Archive for the ‘Uncategorized’ Category

Useful Environment Variables

February 20th, 2019
Comments Off on Useful Environment Variables

I was surprised to find I hadn’t written anything about the environment variables one can set in ROMIO.

I don’t think I have a well-thought-out theory of when to use an environment variable vs when to use an MPI_Info key.

In this post, I’ll talk about ROMIO environment variables in general. The GPFS, PVFS2, and XFS drivers also have environment variables one can set, but those variables need to be set only in very specific instances.

  • ROMIO_FSTYPE_FORCE: ROMIO will pick a file system driver by calling stat(2) and looking at the fs type field. You can also prefix the path with a driver name (e.g. pvfs2:/path/to/file or ufs:/home/me/stuff), which bypasses the stat check. This environment variable provides a third way. Set the value to the prefix (e.g. export ROMIO_FSTYPE_FORCE="ufs:") and ROMIO will treat every file as if it resides on that file system. You are likely to get some strange behavior if you for instance try to make lustre-specific ioctl() calls on a plain unix file. I added the facility a while back in cases where it might be hard to modify the path or if I wanted to rule out a bug in a ROMIO driver
  • ROMIO_PRINT_HINTS: dump out the hints ROMIO is going to use on this file.
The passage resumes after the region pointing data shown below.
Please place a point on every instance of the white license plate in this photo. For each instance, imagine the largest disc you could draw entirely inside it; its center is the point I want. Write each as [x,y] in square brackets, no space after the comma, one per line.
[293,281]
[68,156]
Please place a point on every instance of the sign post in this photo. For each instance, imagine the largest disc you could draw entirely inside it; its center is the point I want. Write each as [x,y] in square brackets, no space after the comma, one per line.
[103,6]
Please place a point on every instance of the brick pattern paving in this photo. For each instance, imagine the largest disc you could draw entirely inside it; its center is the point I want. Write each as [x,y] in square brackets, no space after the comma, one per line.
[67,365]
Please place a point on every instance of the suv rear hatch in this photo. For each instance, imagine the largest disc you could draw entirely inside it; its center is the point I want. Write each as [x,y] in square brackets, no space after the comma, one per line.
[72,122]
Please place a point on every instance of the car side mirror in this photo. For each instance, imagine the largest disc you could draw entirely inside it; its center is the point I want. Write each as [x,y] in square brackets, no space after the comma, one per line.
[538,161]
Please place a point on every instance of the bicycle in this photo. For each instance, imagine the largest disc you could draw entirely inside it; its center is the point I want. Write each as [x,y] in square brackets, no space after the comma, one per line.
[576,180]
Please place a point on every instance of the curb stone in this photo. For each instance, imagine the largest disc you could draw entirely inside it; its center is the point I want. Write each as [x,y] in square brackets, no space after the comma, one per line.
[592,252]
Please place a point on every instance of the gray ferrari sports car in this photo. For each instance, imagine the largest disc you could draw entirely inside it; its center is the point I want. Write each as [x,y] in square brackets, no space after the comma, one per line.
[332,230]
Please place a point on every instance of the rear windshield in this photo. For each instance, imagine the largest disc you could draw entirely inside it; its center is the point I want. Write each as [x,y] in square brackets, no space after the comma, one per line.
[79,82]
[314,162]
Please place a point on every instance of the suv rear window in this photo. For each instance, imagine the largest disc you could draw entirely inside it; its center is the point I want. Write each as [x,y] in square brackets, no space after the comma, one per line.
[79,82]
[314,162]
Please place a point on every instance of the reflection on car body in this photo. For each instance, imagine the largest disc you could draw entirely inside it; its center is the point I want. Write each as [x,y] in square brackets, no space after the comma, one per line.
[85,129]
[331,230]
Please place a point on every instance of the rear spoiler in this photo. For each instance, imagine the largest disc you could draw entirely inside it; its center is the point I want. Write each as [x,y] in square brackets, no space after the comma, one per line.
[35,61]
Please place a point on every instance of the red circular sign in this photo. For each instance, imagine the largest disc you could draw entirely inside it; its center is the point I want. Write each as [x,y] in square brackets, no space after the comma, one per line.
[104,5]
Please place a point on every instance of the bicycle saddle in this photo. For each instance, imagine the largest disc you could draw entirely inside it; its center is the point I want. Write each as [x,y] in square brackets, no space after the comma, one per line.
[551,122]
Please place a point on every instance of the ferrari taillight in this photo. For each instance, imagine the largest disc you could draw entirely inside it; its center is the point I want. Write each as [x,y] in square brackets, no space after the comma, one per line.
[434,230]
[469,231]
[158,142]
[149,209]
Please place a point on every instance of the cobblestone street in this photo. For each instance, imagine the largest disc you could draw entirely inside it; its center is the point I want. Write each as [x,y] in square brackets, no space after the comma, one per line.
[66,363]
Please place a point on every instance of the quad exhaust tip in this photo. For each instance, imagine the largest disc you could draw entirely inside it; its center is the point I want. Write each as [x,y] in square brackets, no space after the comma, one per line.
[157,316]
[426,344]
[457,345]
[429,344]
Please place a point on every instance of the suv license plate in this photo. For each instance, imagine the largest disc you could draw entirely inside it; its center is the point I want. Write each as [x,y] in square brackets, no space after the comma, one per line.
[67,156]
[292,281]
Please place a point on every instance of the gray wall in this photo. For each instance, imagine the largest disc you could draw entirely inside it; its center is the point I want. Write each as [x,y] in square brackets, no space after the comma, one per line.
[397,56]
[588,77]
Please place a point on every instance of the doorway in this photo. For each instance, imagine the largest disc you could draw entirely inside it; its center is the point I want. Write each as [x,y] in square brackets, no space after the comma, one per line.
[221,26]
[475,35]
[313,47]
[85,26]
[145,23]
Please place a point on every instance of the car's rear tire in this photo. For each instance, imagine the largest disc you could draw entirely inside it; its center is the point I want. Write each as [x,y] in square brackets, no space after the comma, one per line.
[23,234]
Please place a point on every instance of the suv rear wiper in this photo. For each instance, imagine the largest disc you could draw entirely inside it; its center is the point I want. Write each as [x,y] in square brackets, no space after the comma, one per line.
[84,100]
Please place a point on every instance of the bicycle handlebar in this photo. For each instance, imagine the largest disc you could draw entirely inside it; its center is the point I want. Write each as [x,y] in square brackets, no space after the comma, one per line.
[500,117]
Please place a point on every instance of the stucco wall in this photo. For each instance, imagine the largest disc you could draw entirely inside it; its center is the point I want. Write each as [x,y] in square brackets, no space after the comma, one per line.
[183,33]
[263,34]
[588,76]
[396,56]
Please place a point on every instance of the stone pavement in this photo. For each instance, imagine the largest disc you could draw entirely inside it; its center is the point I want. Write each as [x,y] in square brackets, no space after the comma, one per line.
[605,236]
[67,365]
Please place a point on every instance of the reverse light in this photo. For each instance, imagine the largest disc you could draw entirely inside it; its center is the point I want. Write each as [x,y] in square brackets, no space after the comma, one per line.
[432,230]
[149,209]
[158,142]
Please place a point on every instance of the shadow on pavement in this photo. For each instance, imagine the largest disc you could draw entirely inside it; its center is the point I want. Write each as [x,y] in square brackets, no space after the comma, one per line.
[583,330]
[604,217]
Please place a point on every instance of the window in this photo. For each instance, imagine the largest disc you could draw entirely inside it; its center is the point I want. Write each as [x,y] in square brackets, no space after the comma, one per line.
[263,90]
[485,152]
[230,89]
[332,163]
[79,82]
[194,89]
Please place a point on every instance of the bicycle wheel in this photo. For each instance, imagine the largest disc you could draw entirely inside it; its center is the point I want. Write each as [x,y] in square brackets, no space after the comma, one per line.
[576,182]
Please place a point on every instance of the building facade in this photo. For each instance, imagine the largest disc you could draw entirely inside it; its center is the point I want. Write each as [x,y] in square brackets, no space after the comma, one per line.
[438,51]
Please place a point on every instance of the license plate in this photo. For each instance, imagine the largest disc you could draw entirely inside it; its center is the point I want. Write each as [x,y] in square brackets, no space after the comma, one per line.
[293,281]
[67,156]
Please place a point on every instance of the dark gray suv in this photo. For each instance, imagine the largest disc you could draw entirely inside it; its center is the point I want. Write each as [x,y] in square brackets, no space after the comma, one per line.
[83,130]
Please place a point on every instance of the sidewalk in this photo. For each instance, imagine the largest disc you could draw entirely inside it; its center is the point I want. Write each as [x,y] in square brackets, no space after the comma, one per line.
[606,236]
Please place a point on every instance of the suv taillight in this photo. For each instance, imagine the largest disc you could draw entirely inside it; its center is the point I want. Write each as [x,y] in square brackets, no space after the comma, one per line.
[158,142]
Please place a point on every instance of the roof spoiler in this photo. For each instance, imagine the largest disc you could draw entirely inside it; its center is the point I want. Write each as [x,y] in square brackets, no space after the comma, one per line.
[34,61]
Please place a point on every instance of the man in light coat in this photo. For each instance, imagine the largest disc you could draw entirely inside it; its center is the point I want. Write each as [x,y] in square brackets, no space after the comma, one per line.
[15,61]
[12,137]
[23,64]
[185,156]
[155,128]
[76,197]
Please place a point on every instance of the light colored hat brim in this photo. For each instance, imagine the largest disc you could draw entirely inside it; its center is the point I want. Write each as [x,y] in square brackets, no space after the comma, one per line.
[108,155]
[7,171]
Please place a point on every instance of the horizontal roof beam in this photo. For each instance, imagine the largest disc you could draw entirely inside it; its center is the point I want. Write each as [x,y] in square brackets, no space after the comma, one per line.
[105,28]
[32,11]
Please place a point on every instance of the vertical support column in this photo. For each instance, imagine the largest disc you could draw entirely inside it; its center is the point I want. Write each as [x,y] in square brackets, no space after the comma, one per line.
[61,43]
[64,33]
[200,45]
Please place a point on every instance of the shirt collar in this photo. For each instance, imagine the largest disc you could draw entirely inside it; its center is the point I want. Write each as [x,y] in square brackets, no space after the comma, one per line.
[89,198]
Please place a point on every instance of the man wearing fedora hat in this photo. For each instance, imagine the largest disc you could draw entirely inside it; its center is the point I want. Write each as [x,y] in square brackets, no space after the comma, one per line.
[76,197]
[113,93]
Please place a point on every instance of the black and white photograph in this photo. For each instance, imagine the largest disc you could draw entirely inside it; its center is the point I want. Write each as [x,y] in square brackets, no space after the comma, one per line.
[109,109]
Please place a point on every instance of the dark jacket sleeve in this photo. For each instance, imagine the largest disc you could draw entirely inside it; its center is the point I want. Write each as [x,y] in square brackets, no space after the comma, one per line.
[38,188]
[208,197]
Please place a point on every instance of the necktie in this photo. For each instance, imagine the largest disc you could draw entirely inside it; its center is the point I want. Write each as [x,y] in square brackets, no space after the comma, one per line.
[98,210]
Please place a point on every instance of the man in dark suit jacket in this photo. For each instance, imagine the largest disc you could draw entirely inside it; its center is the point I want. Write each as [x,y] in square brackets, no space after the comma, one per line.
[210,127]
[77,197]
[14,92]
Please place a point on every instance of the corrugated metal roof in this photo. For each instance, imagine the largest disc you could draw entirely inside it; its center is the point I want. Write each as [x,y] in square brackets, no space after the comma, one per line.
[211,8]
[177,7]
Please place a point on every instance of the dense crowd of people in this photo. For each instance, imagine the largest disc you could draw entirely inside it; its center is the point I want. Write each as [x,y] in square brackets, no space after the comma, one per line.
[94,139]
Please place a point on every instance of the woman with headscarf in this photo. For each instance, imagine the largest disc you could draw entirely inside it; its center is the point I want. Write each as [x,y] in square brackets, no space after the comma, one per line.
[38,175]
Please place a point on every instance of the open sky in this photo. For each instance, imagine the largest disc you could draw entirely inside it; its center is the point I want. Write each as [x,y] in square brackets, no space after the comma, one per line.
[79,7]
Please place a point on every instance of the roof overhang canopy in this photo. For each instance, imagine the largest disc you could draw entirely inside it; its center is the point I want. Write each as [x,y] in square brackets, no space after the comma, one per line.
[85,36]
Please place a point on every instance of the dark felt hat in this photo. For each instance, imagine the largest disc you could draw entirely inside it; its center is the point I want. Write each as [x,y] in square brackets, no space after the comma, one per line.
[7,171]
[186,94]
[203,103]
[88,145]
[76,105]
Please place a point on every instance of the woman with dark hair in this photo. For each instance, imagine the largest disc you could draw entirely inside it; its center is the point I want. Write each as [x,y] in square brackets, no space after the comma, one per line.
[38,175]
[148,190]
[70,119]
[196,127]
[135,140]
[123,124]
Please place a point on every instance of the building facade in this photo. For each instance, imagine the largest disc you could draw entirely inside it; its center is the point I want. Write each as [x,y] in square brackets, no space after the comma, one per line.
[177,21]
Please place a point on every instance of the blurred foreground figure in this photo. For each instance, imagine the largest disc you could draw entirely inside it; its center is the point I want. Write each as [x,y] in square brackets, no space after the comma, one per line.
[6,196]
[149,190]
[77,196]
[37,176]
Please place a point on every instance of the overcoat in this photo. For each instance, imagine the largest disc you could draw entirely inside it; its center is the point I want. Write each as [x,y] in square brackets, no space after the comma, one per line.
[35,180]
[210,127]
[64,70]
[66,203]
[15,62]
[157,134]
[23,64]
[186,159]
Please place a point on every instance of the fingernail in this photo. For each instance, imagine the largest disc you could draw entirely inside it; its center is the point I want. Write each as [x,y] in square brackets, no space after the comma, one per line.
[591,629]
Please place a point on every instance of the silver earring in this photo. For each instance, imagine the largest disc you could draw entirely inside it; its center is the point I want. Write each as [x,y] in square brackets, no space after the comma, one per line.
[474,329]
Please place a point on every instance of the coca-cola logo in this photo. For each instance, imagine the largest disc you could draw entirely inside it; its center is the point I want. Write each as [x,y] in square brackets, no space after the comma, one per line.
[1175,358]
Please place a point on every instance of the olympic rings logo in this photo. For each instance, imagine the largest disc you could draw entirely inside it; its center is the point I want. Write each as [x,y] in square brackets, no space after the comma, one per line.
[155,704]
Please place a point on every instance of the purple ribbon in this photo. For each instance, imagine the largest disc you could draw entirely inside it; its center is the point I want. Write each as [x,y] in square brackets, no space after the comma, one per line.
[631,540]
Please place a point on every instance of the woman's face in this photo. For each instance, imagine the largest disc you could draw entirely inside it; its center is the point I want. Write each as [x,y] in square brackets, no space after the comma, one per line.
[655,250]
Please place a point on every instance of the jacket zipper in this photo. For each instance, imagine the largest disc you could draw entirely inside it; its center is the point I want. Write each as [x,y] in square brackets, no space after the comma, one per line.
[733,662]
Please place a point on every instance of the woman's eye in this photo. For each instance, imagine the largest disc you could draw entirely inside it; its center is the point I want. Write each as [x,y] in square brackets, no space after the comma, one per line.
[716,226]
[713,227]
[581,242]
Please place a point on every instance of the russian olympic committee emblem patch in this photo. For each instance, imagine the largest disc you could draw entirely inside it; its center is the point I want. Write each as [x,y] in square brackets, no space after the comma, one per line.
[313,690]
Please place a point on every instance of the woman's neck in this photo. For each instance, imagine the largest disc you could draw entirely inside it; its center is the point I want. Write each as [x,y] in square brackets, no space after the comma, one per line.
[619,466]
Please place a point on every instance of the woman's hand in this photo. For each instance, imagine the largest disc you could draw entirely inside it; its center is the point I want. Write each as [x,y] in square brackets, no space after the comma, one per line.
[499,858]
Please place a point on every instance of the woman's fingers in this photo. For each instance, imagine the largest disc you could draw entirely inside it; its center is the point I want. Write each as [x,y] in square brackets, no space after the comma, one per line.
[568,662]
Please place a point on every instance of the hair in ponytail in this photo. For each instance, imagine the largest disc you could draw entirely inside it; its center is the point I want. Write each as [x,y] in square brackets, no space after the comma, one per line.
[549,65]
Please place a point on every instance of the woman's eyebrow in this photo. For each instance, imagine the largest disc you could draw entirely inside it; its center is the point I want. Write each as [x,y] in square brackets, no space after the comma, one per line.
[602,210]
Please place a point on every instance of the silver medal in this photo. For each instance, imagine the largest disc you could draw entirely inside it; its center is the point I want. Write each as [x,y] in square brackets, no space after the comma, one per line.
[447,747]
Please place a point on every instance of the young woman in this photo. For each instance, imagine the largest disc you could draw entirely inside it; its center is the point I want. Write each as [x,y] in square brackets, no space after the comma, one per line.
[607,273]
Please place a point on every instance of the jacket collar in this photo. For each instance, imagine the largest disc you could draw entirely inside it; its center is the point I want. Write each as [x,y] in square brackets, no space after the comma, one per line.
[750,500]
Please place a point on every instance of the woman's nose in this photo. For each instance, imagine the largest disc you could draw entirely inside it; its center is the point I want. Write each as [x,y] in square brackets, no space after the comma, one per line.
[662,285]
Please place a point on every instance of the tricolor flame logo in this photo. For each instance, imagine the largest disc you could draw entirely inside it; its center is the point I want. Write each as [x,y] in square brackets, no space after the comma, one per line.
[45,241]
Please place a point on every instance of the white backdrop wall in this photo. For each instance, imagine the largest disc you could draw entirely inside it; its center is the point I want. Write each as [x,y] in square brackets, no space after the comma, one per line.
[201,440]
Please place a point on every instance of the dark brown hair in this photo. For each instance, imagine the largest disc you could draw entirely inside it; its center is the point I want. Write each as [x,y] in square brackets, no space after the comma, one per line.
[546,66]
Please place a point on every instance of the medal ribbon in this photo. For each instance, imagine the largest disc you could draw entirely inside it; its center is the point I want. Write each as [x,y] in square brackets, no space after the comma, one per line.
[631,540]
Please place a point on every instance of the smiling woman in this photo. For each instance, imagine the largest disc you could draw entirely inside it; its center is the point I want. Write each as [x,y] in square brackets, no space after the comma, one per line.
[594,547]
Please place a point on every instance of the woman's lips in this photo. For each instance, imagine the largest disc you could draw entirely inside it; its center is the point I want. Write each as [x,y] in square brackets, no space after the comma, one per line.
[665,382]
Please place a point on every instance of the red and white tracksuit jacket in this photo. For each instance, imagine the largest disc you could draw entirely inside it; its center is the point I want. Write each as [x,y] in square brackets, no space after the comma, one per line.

Sometimes file systems will override user hints or otherwise communicate something back to the user through hints. Helpful to confirm what you think is going on (as in “hey, I requested this other optimization. Why is that optimization happening?”)
  • ROMIO_HINTS: used to select a custom “system hints” file. See system hints


New ROMIO features in MPICH-3.3

December 3rd, 2018
Comments Off on New ROMIO features in MPICH-3.3

It has been a while since the last official MPICH release, but shortly before US Thanksgiving, the MPICH team released MPICH-3.3.

ROMIO’s most noteworthy changes include

  • wholesale reformatting of all the code to the same coding styles. Sorry about your fork or branch.
  • use the MPL utility library already used in MPICH. Eliminates a lot of duplicated code
  • We started analyzing the code with Coverity. It found “a few” things for us to fix. Valgrind found a few things too.
  • Internal datatype representation (the “flattened” representation) now stored as an attribute on the datatype and not in an internal global linked list.
  • continued work to make ROMIO 64 bit clean
  • Deleted a bunch of unused file system drivers
  • Added DDN’s ‘IME’ driver.
  • Warn if a file view voilates the MPI-IO rule “monotonically non-decreasing file offsets”
  • added support for Lustre lockahead optimization


ROMIO at SC 2018

November 6th, 2018
Comments Off on ROMIO at SC 2018

If you would like to learn more about I/O in High Performance Computing, come check out our SC 2018 tutorial Parallel I/O in Practice. We will cover the hardware and software that makes up the software stack on large parallel computers. MPI-IO takes up a big chunk of time, as do the I/O libraries which typically sit on top of MPI-IO.

If you are interested in ROMIO, you hopefully are familiar with Darshan for collecting statistics and otherwise characterizing you your I/O patterns. These other Darshan-related events will likely be of interest to you:

And HDF5, which frequently sits atop ROMIO, will be having a Birds of a Feather session Wedesday.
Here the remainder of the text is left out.